Given that Don't Think Twice is all about the world of struggling New York improv comics, it's only appropriate that most of the characters live either in a run-down Brooklyn loft, or a posh townhouse with a cushy lifestyle bankrolled by well-off parents.
Mike Birbiglia's latest project (produced by This American Life's Ira Glass), released last summer, follows the struggles of The Commune, an improv troupe whose members start to reconsider their career paths when their theater loses its lease. ("They're selling it—another Trump building, I think," a manager tells the group. In the end, the theater's replacement turns out to be an Urban Outfitters.)
Their very first improv scene actually starts out with a real estate prompt—an audience member offers up that he's looking for an apartment, and "the only one I can afford has the bathroom in the kitchen." The group launches into a bit that, appropriately enough, ends in a fictional bidding war. (This is just one of many fairly spot-on nods to the city's intractable market.)
After hours, most of the characters live in an all-too-familiar-looking loft that seems to be located in Bushwick. The slapped-together finishes—and in particular, those ubiquitous wooden cabinets—look entirely realistic for a cheap apartment in the area.

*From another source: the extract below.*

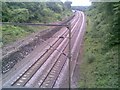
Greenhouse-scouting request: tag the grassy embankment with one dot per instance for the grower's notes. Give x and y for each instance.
(99, 67)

Miles (Birbiglia), the ringleader of the Commune, has lived in a room with a strange loft bed so long that he has a schtick all ready to go for explaining it to women. ("Watch your head on the pipe." "It's not huge, but neither am I.") He's also more than happy to have a young student sleep over when she gets evicted thanks to a crack-dealing roommate.
His other two roommates, Commune members Allison (Kate Micucci) and Bill (Chris Gethard), seem to have more typical bedrooms—the apartment is probably a legal two-bedroom that's been given makeshift expansions to accommodate more people.
Things start to unravel for the Commune when Jack gets cast on Weekend Live, a thinly veiled stand-in for SNL. The other cast members get competitive, while Sam starts to realize she doesn't have TV-level amibitions for her career (and would actually rather hang out with her new improv students, who all share a Bushwick one-bedroom). The dispute comes to a head when a desperate-for-material Jack steals the improvised apartment sketch for fodder in his new gig.
Real estate comes to the rescue (doesn't it always?): When Bill's father—who'd been trying to get his struggling son into the real estate business—dies after a motorcycle accident, the group decides to take over a former Philadelphia strip club he'd bought with the intention of flipping "into a Sephora or something," and turn it into their new theater.
If moving to Philly for cheaper real estate isn't a realistic end to a story about New York artists, we don't know what is.